Indian Cancer Society
- Formation: 1951; 75 years ago
- Founder: Darab Jehangir Jussawala; Naval Tata;
- Type: Non-governmental organization
- Region served: India
- Website: www.indiancancersociety.org

= Indian Cancer Society =

Indian nonprofit organization

Indian Cancer Society is a non-government, non-profit, national organization for awareness, detection, and providing cure and treatment for cancer patients in India.

It was established in 1951 at the initiative of Naval Tata with noted oncologist Dr. D. J. Jussawalla and as India's first voluntary, non-profit, national organization for awareness, detection, and providing cure and treatment for cancer patients in India.

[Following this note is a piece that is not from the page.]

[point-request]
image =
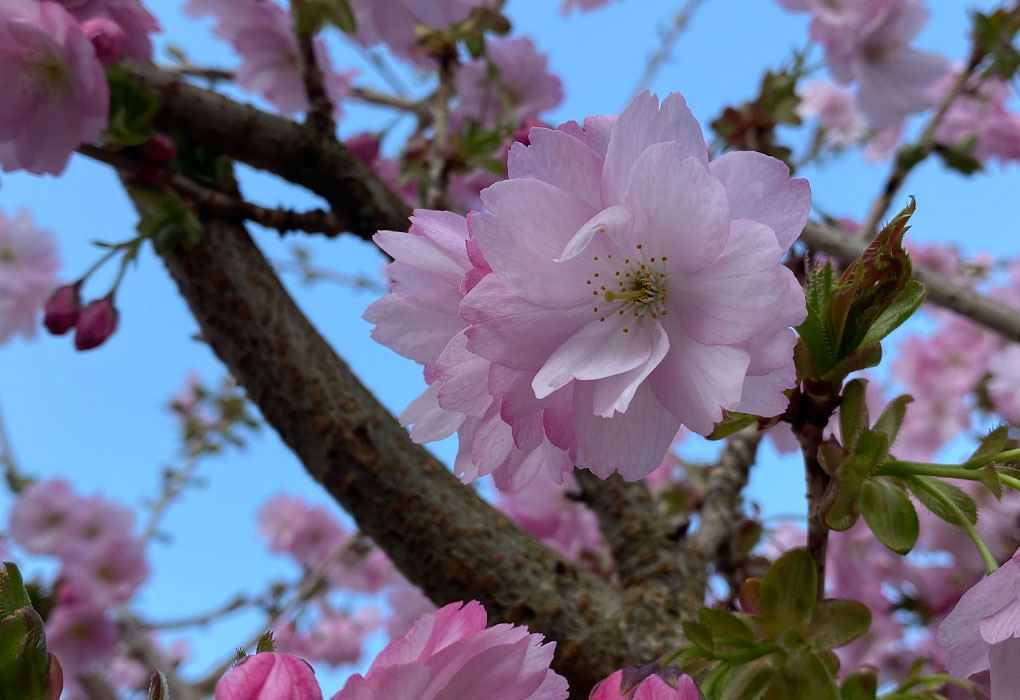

Indian Cancer Society is a pioneer institution in fighting cancer across India. The facilities with head office in Mumbai was established in 1951 and a branch in Delhi was set up in 1983 at behest of K. K. Mehta. Many noted personalities, corporate and charitable trust like Sir Ratan Tata Trust, A. H. Wadia Trust, Pirojsha Godrej Foundation are associated with organization to fund its activities to provide treatment and rehabilitation to cancer patients at minimum cost. It is associated with Tata Memorial Hospital, which is considered as one of the best cancer hospitals in India providing treatment and rehabilitation programs for cancer survivors. They also do research and publish data on types of cancer patients in India.

==History==

India's national anti-cancer association, the Indian Cancer Society, was established in 1951, as a registered public trust under Bombay Public Trust Act,1950 and the society's Registration Act, 1860. The institution is the first and the largest of its kind in Asia and it also established a Rehabilitation centre at Parel, Mumbai, in 1958. The activities of society includes undertaking complete care of poor cancer patients by offering food, medicines, transport, prostheses, colostomy bags, counselling services, social welfare and job placement services and also helping them in self employment, in particular for those coming from rural areas. In addition the society also undertakes programmes and projects which educates general public about the factors relevant for cancer and conducts relevant educational training for doctors.

In September 2020, BIG FM and Indian Cancer Society had launched ‘Together against Cancer’ month-long campaign which was aimed at creating awareness about the dreadful disease and help raise funds for those suffering from cancer during the COVID pandemic.